BIS Shrapnel’s estimates predict a reduction of up to 70 per cent over current copper network maintenance costs which are gradually increasing as the ageing network decays, in-turn creating problems for regional areas saddled with second-rate internet and connectivity speeds.
While the rollout of the NBN is now a political football between Canberra and the states, the nationwide scheme remains highly popular in regional and rural areas that have for decades suffered second-rate service from telecommunications providers trying to keep costs down in an unprofitable market segment.
The cost of copper network maintenance in regional, rural and remote areas of Australia is a significant cost input for Australia’s biggest carrier Telstra.

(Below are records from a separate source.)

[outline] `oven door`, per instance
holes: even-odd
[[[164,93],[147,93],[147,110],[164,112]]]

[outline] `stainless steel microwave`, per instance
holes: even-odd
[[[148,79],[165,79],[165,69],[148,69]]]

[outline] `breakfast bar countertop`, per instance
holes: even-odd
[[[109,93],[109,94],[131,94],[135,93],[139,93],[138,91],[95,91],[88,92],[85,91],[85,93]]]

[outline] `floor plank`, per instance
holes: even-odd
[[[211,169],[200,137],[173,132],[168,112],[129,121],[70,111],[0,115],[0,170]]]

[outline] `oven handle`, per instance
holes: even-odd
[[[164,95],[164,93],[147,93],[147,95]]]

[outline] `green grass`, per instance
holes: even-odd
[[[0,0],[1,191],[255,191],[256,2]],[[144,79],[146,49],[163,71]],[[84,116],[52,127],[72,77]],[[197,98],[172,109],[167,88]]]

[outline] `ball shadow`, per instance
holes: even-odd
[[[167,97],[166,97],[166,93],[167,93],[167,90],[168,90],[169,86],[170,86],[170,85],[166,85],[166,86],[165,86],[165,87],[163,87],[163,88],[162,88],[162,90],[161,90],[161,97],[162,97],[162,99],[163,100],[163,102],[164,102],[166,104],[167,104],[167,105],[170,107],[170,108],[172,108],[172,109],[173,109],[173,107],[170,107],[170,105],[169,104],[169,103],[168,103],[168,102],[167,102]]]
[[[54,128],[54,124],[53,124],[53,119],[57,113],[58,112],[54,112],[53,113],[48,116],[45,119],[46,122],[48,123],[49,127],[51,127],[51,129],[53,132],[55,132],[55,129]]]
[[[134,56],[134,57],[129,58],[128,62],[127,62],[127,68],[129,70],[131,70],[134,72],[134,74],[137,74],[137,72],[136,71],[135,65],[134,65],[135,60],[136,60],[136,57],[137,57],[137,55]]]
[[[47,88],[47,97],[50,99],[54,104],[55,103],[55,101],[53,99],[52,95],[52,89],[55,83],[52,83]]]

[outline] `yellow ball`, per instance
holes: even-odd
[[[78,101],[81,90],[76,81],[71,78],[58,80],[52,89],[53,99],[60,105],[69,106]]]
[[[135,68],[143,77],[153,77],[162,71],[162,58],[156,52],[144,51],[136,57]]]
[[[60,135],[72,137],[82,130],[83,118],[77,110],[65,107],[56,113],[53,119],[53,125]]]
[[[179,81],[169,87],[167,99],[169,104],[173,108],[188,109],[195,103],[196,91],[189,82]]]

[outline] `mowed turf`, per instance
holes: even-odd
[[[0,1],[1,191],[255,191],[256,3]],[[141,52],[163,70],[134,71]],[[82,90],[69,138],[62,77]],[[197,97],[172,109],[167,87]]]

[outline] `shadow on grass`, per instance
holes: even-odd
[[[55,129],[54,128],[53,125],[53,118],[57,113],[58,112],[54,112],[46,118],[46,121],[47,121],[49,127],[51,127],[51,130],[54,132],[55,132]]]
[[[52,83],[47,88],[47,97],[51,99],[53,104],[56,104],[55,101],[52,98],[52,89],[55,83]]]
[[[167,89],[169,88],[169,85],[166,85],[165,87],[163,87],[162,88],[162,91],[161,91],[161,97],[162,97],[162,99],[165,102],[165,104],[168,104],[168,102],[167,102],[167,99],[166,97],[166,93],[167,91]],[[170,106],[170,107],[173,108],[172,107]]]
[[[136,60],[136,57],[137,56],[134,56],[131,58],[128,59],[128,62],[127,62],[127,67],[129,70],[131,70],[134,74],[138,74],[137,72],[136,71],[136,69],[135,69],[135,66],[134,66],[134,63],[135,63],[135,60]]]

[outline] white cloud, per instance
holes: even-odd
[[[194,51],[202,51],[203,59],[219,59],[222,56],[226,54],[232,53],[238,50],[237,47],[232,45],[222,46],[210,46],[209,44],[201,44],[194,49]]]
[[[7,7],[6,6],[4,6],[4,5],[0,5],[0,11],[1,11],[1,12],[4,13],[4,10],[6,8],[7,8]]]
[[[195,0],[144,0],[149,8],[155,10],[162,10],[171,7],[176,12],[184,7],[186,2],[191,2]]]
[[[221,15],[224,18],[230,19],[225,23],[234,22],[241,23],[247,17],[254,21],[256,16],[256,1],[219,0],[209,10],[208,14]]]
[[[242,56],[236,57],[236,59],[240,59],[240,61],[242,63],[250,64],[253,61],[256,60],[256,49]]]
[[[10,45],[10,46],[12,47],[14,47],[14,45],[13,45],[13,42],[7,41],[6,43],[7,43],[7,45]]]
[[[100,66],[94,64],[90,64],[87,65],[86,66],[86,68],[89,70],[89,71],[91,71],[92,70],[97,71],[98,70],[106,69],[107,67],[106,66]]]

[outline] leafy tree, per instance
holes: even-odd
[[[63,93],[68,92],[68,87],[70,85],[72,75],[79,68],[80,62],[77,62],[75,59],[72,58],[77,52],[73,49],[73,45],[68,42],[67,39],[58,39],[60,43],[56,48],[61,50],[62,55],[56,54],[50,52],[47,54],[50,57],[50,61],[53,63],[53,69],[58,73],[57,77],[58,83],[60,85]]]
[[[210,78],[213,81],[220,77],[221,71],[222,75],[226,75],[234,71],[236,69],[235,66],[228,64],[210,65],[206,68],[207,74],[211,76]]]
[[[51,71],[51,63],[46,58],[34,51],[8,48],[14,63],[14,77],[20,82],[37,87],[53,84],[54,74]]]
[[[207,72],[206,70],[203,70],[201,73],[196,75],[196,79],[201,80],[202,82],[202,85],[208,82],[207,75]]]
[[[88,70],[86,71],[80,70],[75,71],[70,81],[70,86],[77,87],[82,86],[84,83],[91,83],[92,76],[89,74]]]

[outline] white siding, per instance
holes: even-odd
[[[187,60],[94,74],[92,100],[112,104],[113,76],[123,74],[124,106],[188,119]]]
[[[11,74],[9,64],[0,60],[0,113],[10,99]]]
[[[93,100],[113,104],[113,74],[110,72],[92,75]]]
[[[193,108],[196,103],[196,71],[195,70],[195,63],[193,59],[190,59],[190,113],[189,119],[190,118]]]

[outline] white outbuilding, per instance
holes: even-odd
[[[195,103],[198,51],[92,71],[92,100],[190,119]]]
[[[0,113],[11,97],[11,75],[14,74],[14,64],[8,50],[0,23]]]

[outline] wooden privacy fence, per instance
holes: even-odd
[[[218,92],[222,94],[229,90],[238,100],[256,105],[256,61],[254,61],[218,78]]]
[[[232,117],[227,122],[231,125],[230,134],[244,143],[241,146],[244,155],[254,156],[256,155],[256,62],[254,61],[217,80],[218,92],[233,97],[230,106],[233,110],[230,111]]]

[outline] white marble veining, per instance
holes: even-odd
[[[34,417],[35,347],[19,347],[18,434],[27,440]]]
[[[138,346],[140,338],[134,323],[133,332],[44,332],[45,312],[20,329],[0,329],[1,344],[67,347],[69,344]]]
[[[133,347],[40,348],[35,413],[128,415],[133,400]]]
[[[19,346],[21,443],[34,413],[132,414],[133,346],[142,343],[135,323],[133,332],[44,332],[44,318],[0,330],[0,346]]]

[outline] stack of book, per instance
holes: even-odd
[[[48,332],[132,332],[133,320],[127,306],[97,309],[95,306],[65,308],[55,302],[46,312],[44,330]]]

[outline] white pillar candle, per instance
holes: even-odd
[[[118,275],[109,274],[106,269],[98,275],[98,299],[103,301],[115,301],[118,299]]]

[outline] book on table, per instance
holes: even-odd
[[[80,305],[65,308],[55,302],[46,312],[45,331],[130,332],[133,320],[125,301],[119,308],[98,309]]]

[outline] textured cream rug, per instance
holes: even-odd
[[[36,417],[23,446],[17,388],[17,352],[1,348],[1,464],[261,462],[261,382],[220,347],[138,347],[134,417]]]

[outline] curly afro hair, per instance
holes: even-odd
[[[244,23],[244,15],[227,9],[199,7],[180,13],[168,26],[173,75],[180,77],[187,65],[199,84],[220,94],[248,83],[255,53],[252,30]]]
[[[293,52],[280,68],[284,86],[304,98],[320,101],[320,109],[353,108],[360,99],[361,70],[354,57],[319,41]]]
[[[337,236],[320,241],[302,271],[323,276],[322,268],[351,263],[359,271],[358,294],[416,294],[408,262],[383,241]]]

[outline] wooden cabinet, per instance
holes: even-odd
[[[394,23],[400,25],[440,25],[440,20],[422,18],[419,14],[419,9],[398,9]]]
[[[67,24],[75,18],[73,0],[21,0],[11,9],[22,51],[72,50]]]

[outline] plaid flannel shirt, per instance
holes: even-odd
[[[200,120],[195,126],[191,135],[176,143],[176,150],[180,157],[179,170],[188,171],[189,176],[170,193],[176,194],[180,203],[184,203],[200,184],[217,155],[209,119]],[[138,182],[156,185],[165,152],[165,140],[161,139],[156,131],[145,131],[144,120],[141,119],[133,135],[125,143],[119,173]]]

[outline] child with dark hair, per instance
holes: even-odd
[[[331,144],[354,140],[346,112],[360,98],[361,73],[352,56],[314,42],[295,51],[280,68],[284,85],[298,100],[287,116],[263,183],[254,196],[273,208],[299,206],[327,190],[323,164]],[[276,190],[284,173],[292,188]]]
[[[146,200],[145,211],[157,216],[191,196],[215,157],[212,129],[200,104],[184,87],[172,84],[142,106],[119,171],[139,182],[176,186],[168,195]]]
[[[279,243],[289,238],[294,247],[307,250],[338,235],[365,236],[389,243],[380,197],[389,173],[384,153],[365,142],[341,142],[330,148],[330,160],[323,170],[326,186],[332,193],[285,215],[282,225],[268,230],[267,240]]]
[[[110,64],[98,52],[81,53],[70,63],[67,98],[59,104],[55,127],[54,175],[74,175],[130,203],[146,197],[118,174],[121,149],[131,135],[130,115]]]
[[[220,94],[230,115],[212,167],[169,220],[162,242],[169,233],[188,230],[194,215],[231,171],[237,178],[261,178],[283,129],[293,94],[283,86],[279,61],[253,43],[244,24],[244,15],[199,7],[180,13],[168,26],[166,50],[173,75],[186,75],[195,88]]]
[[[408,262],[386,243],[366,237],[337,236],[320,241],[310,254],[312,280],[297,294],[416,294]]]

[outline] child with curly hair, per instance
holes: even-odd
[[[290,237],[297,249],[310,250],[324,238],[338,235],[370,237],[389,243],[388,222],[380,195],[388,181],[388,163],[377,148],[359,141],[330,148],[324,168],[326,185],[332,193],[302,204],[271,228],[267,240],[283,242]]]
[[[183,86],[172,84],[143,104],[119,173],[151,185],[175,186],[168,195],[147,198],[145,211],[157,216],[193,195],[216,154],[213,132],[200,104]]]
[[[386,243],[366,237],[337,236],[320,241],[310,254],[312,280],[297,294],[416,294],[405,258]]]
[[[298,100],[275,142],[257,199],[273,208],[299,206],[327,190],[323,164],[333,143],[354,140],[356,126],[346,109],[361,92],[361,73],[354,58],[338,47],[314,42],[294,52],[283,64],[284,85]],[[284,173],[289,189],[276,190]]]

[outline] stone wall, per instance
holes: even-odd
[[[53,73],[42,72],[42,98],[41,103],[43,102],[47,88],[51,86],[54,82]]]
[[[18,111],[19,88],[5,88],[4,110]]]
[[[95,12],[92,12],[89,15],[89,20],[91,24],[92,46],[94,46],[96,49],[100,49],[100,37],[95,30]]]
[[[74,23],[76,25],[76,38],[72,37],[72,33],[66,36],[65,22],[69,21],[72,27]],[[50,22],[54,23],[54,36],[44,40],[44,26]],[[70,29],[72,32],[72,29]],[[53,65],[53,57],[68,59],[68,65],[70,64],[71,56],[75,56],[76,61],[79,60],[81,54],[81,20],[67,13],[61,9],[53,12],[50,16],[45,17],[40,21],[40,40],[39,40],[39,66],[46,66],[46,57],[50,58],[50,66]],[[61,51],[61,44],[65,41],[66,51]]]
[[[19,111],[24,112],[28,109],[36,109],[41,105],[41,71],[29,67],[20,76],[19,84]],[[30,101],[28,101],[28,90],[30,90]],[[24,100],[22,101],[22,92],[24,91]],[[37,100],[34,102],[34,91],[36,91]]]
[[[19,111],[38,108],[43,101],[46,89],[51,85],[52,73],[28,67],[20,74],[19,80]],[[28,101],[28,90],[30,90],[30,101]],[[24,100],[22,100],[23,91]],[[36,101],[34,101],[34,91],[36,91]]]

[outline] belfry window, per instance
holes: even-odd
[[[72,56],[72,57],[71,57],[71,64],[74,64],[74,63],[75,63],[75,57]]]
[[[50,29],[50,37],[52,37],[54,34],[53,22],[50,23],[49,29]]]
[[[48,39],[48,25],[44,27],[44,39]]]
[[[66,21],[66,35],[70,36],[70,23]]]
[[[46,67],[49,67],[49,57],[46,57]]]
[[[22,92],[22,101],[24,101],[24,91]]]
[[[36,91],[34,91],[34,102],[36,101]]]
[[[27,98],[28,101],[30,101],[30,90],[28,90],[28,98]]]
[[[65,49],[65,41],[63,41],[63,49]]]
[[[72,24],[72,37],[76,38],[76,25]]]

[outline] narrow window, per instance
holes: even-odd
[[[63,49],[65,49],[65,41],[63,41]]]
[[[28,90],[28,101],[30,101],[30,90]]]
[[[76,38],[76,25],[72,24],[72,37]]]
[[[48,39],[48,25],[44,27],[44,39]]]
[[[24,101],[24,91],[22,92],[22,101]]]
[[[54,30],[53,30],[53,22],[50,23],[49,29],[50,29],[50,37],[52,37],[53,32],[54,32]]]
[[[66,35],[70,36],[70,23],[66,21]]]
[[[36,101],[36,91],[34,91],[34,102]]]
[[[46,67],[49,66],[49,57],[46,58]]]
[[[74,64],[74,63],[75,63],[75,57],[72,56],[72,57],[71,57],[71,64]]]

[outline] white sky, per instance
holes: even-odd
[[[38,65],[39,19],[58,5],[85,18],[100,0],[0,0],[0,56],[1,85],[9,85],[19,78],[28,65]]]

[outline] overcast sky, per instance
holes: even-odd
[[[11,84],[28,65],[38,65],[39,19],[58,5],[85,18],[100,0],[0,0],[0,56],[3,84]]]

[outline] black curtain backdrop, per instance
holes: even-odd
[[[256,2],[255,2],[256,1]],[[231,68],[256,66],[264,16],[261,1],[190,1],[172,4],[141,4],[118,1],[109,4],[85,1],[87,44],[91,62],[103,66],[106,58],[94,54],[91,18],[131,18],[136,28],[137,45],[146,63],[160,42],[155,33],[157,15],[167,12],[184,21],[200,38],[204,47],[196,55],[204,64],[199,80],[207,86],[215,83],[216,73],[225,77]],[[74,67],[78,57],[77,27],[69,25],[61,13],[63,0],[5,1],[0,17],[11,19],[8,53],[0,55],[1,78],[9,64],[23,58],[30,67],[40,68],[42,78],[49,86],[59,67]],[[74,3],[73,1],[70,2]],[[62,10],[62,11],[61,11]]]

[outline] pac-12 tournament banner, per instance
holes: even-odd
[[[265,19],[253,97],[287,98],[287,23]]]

The carrier is banking on trading-in its costly and onerous conditions incumbent under the Universal Service Obligation which Telstra would shed along with its wholesale monopoly under the NBN.
Adrian Hart, senior manager of BIS Shrapnel’s Infrastructure and Mining unit told Government News that although Australia would not see a “fully deployed NBN under current plans until the early 2020s”, there were advantages in deploying optical fibre over maintaining copper in the future.
“As everyone knows in the telecoms industry, the copper network is incredibly aged and is terrible on the maintenance front. The biggest issues affecting it are water and corrosion. When we get floods and cyclones, if you go to the last Telstra annual report, you will see how much more money they factored into their budget for essentially maintaining their copper network,” Mr Hart said.
Floods remain a real and serious communications issue for many local governments prone to inundation not least because it can take weeks or months for full telecommunications services linked to the copper network to be restored.
Over the last few years large parts of Queensland (including Brisbane), New South Wales and Victoria have found themselves underwater raising questions about the long-term adequacy of communications infrastructure.
Although the carriers like Telstra can rapidly deploy generator-powered mobile base stations and exchanges to affected areas in emergencies, such measures are not enough to provide the capacity volume and quality that fibre-based fixed network services offer.
The cost of repairing and maintaining the decaying copper network is now so high that in many cases Telstra opted to deploy new fibre technology to replace parts of its network damaged by floods or fires.
“Overall we believe the copper network has maintenance costs of up to a $1 billion dollars [a year],” Mr Hart said.
“Our estimates from the maintenance study suggest that just by replacing all of the copper network with the fibre optic network [which] doesn’t have the water issues and the fact that it’s already failed or failing in many places, will save us between $600 to $700 million per annum once fully deployed, so that’s quite a substantial saving.”
BIS Shrapnel has also cautioned that the savings and benefits of the NBN “would be put at risk if the NBN project were delayed or cancelled by future Federal governments.”
That statement effectively increases pressure on the Coalition to enunciate its plans for the NBN in more financial and technical detail, especially in local government areas that are still serviced by legacy copper technology.
An issue of particular interest is whether a technology known as fibre-to-the-node (FTTN) remains a viable compromise option that could make savings by reusing copper lines from the street to the home rather than connecting premises directly to fibre as planned by the NBN.
So far, BIS Shrapnel is yet to be convinced by the economic merits of FTTN.
“From our view, FTTN obviously isn’t as a clean solution as FTTH. We’ll still have this last mile, or last few metres even, still relying on copper and you’ll still get tremendous maintenance costs from that,” Mr Hart said.
“It’s only really if you ditch the copper network and allow it to be decommissioned that you will see these kinds of benefits in terms of maintenance. The other thing is we believe after talking with many companies in this space that eventually the copper network will have to be transformed in some way; it is just becoming an aging dinosaur in the telecoms industry.
"Eventually we will bite the bullet and replace it,” Mr Hart said.